Review: The Tenant of Wildfell Hall, Octagon

"I often cry when I am happy, and smile when I am sad"

Anne Brontë might not be the most heralded of her sisters but that is to underestimate the different way in which she expressed herself. The striking feminism of The Tenant of Wildfell Hall remains as powerful as ever and in Deborah McAndrew's adaptation, directed by Elizabeth Newman for the Octagon Theatre in Bolton of which she is the artistic director, it couldn't find a better place to reassert those feminist credentials.

Even in these allegedly more enlightened times, the idea that a woman might stay in an abusive relationship is one that many people struggle with. And so as the story of Helen Graham unfolds, as the events of her past inform what happens in her present, McAndrew's contemporary dialogue keeps a real modern urgency to the action. Alcoholism and abuse in marriage, gender equality and duty, the struggle for independence - this is timeless stuff.

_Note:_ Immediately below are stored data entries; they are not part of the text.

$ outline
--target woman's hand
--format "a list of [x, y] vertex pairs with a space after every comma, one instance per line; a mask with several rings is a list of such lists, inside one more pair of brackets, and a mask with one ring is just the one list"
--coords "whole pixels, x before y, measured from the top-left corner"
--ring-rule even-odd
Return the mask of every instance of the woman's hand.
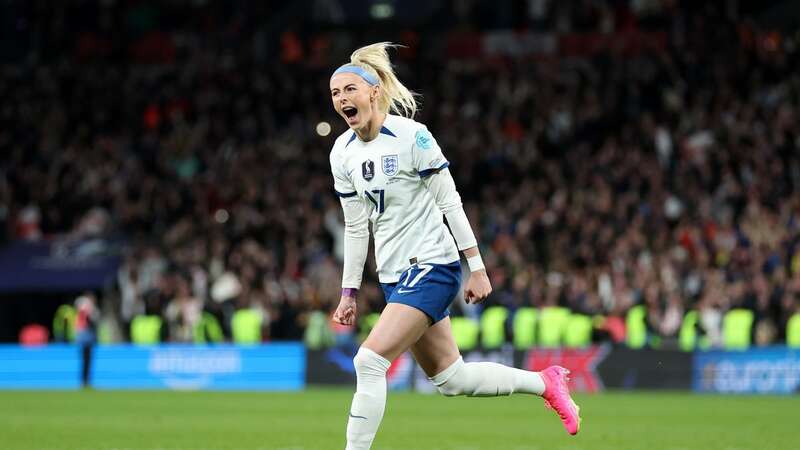
[[355, 325], [356, 323], [356, 298], [345, 297], [339, 300], [339, 306], [333, 312], [333, 321], [342, 325]]
[[467, 280], [467, 287], [464, 288], [464, 300], [467, 303], [477, 304], [486, 300], [491, 293], [492, 283], [489, 282], [486, 270], [472, 272]]

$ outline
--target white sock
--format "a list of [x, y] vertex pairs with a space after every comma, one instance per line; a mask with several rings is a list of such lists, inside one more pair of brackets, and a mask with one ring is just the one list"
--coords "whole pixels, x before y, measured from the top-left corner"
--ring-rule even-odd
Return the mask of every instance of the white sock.
[[542, 395], [544, 380], [538, 372], [515, 369], [492, 362], [465, 363], [462, 358], [429, 378], [439, 392], [450, 397], [497, 397], [522, 394]]
[[391, 364], [383, 356], [361, 347], [353, 358], [356, 393], [347, 421], [346, 450], [367, 450], [375, 439], [386, 406], [386, 371]]

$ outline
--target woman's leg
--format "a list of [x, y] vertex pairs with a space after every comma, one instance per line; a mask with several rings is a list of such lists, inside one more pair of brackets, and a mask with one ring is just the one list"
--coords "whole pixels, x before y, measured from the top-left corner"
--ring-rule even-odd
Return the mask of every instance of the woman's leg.
[[353, 358], [356, 393], [347, 422], [347, 450], [368, 449], [386, 405], [386, 371], [391, 361], [416, 342], [430, 324], [422, 311], [389, 303]]
[[411, 346], [417, 363], [439, 392], [446, 396], [496, 397], [515, 392], [542, 395], [544, 380], [538, 372], [493, 362], [465, 363], [445, 317]]
[[540, 395], [545, 405], [556, 411], [568, 433], [578, 432], [580, 408], [569, 395], [569, 371], [563, 367], [529, 372], [492, 362], [465, 363], [453, 339], [449, 317], [428, 328], [411, 351], [431, 382], [446, 396], [497, 397], [515, 392]]

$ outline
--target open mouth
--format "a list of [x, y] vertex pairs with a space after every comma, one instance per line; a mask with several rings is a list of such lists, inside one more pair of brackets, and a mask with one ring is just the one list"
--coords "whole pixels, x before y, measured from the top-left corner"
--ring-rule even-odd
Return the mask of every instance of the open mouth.
[[347, 117], [348, 122], [353, 122], [353, 119], [355, 119], [356, 115], [358, 115], [358, 109], [356, 109], [355, 106], [345, 106], [342, 108], [342, 112], [344, 113], [345, 117]]

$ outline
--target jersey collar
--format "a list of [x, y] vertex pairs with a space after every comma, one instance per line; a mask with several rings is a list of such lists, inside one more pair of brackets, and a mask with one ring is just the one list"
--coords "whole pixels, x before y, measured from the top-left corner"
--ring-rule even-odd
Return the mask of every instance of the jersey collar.
[[[388, 136], [391, 136], [391, 137], [397, 137], [397, 135], [392, 133], [392, 130], [386, 128], [385, 125], [381, 126], [380, 134], [385, 134], [385, 135], [388, 135]], [[350, 145], [350, 143], [355, 141], [355, 140], [356, 140], [356, 132], [353, 131], [353, 134], [350, 136], [350, 139], [347, 140], [347, 144], [344, 144], [345, 148], [347, 148], [347, 146]]]

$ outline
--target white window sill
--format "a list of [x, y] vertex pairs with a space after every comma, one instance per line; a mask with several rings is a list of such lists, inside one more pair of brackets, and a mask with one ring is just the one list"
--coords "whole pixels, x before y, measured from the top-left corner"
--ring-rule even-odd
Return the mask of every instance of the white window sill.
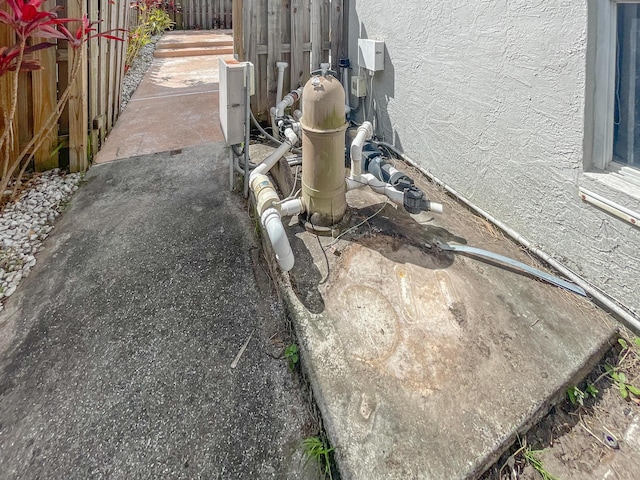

In Phoebe Pryce's hands, Helen's story is as interesting whether its the first half story of her strange arrival at Wildfell Hall and her crash-landing into the life of Michael Peavoy's genuinely nice man Gilbert Markham, as it is the exploration of the past that brought her there. Clever doubling from the company of eight fleshes out the world in Amanda Stoodley's intimately detailed design and what results is a powerfully effective adaptation of a novel you might not have expected to work this well onstage.